Was this all just a dream…
Or was it just a nightmare…?
Was everything a lie…?
Cuz if feels like none of it existed
I remembered and cherished everything
I did this for us
I did this for you
After that first class trip, years we were attached to each other. Just wanted you by my side, all those times when we were apart. You were nothing but a heartache to my broken; dead soul. If only you could understand. I protected you, like we were supposed to be together. I only said the truth about you. I had always imagined you by my side… forever.

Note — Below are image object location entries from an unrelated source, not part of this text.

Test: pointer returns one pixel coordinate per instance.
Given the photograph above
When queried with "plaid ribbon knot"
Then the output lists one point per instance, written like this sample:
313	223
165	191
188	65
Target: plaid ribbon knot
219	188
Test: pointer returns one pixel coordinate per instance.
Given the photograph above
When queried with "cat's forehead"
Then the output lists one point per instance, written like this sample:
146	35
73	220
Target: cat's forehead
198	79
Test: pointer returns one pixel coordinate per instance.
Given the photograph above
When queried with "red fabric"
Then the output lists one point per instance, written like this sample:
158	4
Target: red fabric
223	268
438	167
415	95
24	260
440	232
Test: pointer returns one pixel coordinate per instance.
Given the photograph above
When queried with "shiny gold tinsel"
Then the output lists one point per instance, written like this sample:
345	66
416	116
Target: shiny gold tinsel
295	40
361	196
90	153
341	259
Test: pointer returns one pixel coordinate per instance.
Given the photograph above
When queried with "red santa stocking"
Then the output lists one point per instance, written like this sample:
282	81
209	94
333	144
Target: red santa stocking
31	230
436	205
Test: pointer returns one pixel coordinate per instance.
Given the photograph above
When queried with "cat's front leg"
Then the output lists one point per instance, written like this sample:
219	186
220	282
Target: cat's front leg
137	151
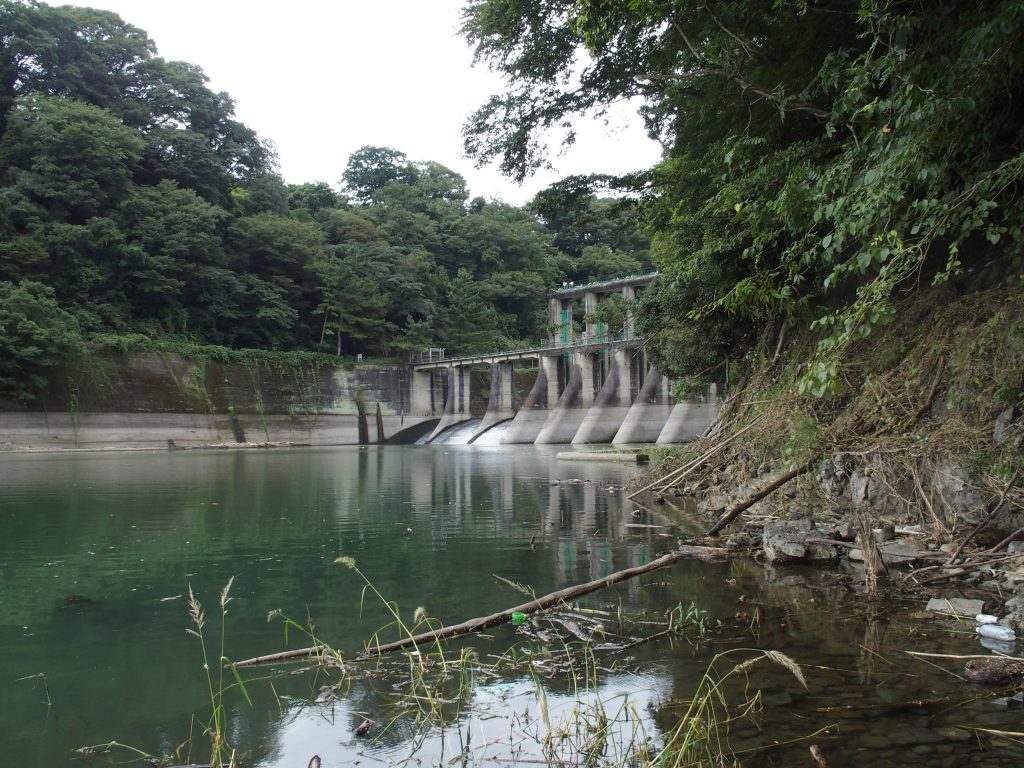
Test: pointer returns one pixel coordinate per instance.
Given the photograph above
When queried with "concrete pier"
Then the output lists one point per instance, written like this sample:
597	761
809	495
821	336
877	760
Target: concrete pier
501	404
611	404
530	418
690	419
456	401
648	415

I remembered sitting in the back of my mother’s silver, Toyota. I remembered every time she inserted a cd into the cd slot in the car, every old song that had instruments reminded me of you. This other time, I remembered when my father took us to places. The places that I have gone with my father so many times when I was just a young child, I had shared you my past. I remember, it was in the middle of July, summer time, father and I invited you to join us for the afternoon, so you wouldn’t be bored at home. We drove to where they had the observatory, which was up on top of the hills. It is sad cuz all the guys and girls that I have ever been with, they weren’t you. We were both innocent and neither one of us wanted to change each other. We both examined life as it was. A beautiful adventure. This other time, we were with my father. Father drove us to the country side, a long memorable drive. I remembered every place that we have gone together. First a long drive to the country side, then to a small park. You were so quiet, so innocent and so sensitive. I did loved you for who you were. I had wished for us to keep on spending our lives with each other. I hated when we were a part. You were the only reason why I wanted to go back.

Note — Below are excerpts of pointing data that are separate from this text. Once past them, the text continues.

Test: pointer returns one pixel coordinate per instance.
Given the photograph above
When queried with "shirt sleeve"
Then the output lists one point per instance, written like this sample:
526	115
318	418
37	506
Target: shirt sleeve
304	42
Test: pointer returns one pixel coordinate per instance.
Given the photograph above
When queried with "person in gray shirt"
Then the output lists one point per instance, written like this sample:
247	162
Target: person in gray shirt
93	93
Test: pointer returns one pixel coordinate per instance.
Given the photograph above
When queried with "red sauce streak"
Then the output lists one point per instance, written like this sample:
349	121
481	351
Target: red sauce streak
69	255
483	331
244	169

When we were always apart, I thought you knew how terrible it was. I thought you understood. 5 years ago, I did this for you. I wanted you to be free. I didn’t want you to suffer anymore, like how I had suffered. Besides being homesick, I had done so many mistakes just to keep myself to survive. I literally didn’t mean to break your heart. After all that you did, I thought it was fair. One you never wanted to be here with me anyways. When you told me that you never wanted to move here, you had no idea how much that killed my soul. I remembered I cried myself to bed. I didn’t tell you, only cuz i didn’t want you to worry.
Holding on is just a waste of time. For so long I thought you had waited for me. But instead, you mislead me.. I misjudged you in the beginning. I thought you were never going to walk and act like a child. You are how old; an adult? Doesn’t seem like it. To me, you are nothing but a lair now.
Also, how dare you tell me that I gave up; I never fully gave up on you. I pushed you aside, I never ditched you, I never missed a call from you did I? Did I ever complain when you would call? No. I was a truthful friend. Still, I tried to push you away the first time. I freaking tried my best to leave you alone. But I didn’t. I couldn’t leave you. I was there when you needed me the most. I was there when you told me you missed me so much. I was still there when I was going through hell. How dare you, screw me over. How dare you walk away from me when I NEEDED YOU THE MOST! Oh by the way, how dare you whine and complain and you dare have your mother tell me to move on. When I saw you, you could have told me straight up that you didn’t want me to be in your damn life anymore. You could have told me the truth in the beginning. But no you waited after a couple of years after I moved back to what I called home for so many years. Actually you told tell me the damn truth after I left that city.
Know what’s funny, I still protected you. I still sacrificed my soul. I blamed everything on myself and never blamed you. I cried myself to bed every night for half my life. I prayed so much just to protect you and your family. All the things that I did, I did mostly for you. And you say you can’t do everything for me. I NEVER WANTED YOU TO DO ANYTHING FOR ME! I just wanted you to be mine and to be there with me.